Strange title, yes. After reading Hugo Kornelis' excellent post on NULLs, I found myself getting very little sleep as I pondered the points he made. If you haven't already read it, do so, now prefereably. The two main points he brought out were (correct me if I'm wrong Hugo):
1) Unknown (among others) is not the best working academic definition of NULL - "Is Missing" fits how we would naturally deal with it conceptual, as does SQL Server. There are not different meanings or "flavors" of NULL - it just means data is missing - no reason given or necessary.
2) NULL actually implies two separate attributes - A true implementation of NULL (Unknown, Is Missing) implies another describing the reason for NULL. He used the idea of having a column "Birthday" that would be set to NULL at times. We really need to know why it was set to NULL - it was ignored, someone was offended at having to reveal their age, it wasn't known at the time of entry, etc. All are legitimate reasons why the column is left NULL, and it may be information that is important to capture. However if we did want to capture "reasons for no birthday", we'd have to create a separate column hold that information. If we do this for every NULLable field, it becomes very impractable (especially when performing queries that include a WHERE statement).
3) If we use "Is Missing" as our practical definition of NULL, it is eliminates the implication of why something "Is Missing" - we're making no claim other than that. And since we avoid the need for an explanation of why something is missing, it makes queries involving these "NULL" predicates much easier to deal with practically and intuitively.
I have a slightly different, odd take on NULL after reading this. Unfortunately this will be propeller-head academia discussion, but I will jump to the practical in part II, I promise :). Hugo and I are basically saying the same thing, I'm just putting a different spin on it that "tastes" better to me than using the definition of "Is Missing".
Hugo also made a comparison between a NULL in a database and black hole (not a real comparison, but more as a literary device within the article, but I think this brings out an important point).
A black hole, in theoretical terms, is not even similar to NULL. A black hole has theoretical attributes. It is the greatest source of gravity conceivable since nothing can escape once it gets too close to the black hole. The concept of an "event horizon", the point at which light can no longer escape the gravitational pull. At the center of the black hole is a "singularity", matter packed to maximum density. There are even real, measurable properties of a black hole. One is usually detected by astrophysicists by an unknown gravitational impact within a region of stars. There are even more properties of black holes, theoritical and practical, that are so complicated they make my brain hurt.
The problem why we have two implied attributes with a Birthday column when the column is NULL has nothing to do with the definition of NULL; the problem is that we insist on trying to associate a definition to NULL in the first place. As soon as we use the phrases "Unknown" or "IsMissing", our minds naturally impose the question: Why is this column "unknown" or "missing"? Once we do that, there is a laundry list of boundary conditions that could apply - it could have been ignored, simply missed, deliberately not entered, N/A. As Hugo discusses, if we need to capture those boundary conditions we have a real problem when it comes to database design.
For me a more accurate, though difficult to comprehend definition of NULL is - "no semantic meaning", or "no attribute". NULL doesn't even have a data type. It isn't even strictly associated with a column at a practical level (it is recorded in a NULL bitmap near the header of the row). The problem is the minute we try to describe NULL, we automatically imply other attributes due to our need to ask "why?"
Personally I like to think of NULL in terms of three-value logic (my background is in Philosophy and Mathematics, can you tell?). Your options are yes/no/unknown. That's it. When it comes to usage, unknowns combined with another value is still an unknown. And this is how the SQL engine works (with some tweaking exceptions).

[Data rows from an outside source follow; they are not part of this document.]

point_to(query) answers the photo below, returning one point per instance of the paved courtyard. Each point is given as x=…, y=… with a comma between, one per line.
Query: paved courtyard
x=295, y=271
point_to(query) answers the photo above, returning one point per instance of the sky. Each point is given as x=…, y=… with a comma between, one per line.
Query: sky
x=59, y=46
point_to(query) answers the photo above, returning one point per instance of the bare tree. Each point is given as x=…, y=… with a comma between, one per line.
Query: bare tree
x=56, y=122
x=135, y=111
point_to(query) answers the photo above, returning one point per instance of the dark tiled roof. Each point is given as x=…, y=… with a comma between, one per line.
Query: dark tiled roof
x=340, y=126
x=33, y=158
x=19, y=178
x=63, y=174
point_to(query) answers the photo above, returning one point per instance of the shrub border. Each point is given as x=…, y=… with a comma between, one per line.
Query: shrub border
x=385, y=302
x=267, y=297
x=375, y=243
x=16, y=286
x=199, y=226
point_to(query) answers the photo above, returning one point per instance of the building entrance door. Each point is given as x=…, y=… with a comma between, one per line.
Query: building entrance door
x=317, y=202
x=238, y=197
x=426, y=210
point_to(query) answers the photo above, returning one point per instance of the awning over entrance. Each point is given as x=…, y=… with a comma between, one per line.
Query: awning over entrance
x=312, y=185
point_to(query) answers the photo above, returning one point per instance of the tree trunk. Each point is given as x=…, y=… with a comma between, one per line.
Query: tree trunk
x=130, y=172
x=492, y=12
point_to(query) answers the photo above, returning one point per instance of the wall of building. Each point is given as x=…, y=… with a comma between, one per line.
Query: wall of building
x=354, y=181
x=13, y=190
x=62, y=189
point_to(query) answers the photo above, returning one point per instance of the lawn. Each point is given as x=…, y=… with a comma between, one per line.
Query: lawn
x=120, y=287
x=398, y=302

NULL - no attribute. Nothing else.
Which brings us to the crux of the problem. In everyday usage, the definition of and usage of NULL is so varied, having any level of consistency is extremely difficult. However, here's where I through in my conversially claim:
In practical usage, NULL can be used to mean whatever the business needs it to mean, as long as that meaning is consistent.
I have seen the strangest behaviours when it comes to NULL that it almost the database purist in me cry. But, after thinking about it for over a decade, I'm conceding the point to the practical usage. More on this in part II of this post.
Hugo definitely brings out a great point about the separation of attributes when it comes to NULL and "reasons why it is NULL". My take is that the latter is imposed after the fact when we try to interpret what NULL represents. It isn't another attribute of NULL - it is our attempt at understanding why something is NULL (and recording that information). In academic terms, I see NULL as nothing, no attribute. In practical terms, it's fair game as to what NULL represents.
More to come on the practical (but not necessarily proper) usage of NULL.